Efficient delivery to specific bacteria is one of the main challenges of
programmable CRISPR-based antimicrobials. Although several studies demonstrated
genetic elements encoding foreign systems can be delivered to target bacteria using
various vectors such as phage capsids, conjugative plasmids, and nanoparticles,
the specificity and efficiency of such delivery vectors in a complex natural
environment is still an ongoing area of research. Furthermore, the defense
mechanisms and the resistance development of pathogens against these CRISPR-based
antimicrobials should be studied and monitored extensively to demonstrate the
long-term effectiveness of these novel antibiotics.[8-10]In this study, we investigated the potential interference of DNA repair pathways in
utilizing CRISPR-based antimicrobials. Given that we found numerous and diverse DNA
repair pathways in the CRISPR-Cas genomes, we focused on 2 general mechanisms to
repair DNA damage. Homologous recombination (HR) requires a homologous template to
repair the DNA damage with high fidelity.[17,37] We found that all CRISPR-Cas
genomes have diverse HR-related genes, including genes necessary for RecBCD, AddAB,
and AdnAB pathways. Many bacteria contain multiple copies of the genome, or at least
partially replicated forms before cell division, which may require CRISPR-based
antimicrobials to perform simultaneous targeting due to the presence of diverse HR
pathways.

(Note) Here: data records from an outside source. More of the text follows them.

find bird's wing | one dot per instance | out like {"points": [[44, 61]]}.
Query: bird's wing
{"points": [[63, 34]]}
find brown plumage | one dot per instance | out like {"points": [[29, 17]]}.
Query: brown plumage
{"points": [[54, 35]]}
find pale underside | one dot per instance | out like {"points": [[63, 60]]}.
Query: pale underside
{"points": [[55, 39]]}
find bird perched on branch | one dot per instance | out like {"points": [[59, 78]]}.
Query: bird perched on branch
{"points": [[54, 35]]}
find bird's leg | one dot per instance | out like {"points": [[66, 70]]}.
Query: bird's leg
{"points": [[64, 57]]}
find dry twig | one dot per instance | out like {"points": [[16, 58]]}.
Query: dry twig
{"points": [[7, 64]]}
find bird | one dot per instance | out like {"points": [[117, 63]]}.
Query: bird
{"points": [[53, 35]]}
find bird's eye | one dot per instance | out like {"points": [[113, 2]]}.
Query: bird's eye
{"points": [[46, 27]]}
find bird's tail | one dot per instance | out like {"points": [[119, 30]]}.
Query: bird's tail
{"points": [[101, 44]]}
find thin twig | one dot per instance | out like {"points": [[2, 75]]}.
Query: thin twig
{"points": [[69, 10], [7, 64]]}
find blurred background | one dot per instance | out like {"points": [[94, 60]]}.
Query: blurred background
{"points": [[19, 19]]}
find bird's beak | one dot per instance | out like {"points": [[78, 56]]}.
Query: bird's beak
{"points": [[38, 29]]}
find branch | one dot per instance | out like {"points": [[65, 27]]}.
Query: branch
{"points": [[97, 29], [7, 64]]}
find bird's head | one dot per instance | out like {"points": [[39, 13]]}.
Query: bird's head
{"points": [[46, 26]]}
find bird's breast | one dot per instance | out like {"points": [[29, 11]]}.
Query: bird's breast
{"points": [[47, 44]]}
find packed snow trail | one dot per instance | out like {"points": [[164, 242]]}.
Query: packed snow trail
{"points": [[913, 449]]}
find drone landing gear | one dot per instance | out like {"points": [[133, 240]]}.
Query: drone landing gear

Non-homologous end-joining (NHEJ) is a DNA repair pathway that processes
the DNA damage and directly ligates the DNA ends without requiring template DNA.
Previously, bacteria were assumed to rely mainly on homologous recombination
(HR) to repair double-strand breaks, but the recent discovery of alternative
non-homologous end-joining pathways strengthens the evidence that bacteria have the
ability to ligate unrelated DNA ends that do not share homology to create new
genetic combinations.
However, Type IIA CRISPR-Cas systems in bacteria were found to inhibit NHEJ
repair pathways due to the antagonistic interactions of recognizing the same DNA damage.
Consistently, we found that CRISPR-Cas genomes of Type IIA are void of
NHEJ-related genes. However, we found that other CRISPR-Cas genomes have
NHEJ-related genes, with Type IIIA and Type IV having been relatively enriched.
These findings show the complex interactions between CRISPR-Cas systems and DNA
repair pathways in CRISPR-Cas genomes, and the application of CRISPR-based
antimicrobials on bacteria requires extensive investigations of the genomic
background of the target bacteria.Inspired by the interplay between CRISPR-Cas systems and DNA repair pathways, we
further investigated the unique genome-editing features governing the evolution of
CRISPR-Cas genomes. The ability of CRISPR-Cas immunity to specifically modify the
genome of a prokaryote in response to an external challenge (eg, virus infection)
has been recognized an an unique example of Lamarckian evolution.
Unlike Darwinian evolution whose variation results from random mutations,
Lamarckian evolution relies on the high specificity of mutations that results in an
efficient adaptation to the external challenge, and the necessity to co-evolve
effective DNA repair pathways along with CRISPR-Cas systems was predicted by
theoretical evolutionary modeling.
In this study, we brought further insights into the interaction between
CRISPR-Cas systems and DNA repair pathways by time-series visualization of CRISPR
repeat secondary structures and the simulation studies of CRISPR repeat evolution.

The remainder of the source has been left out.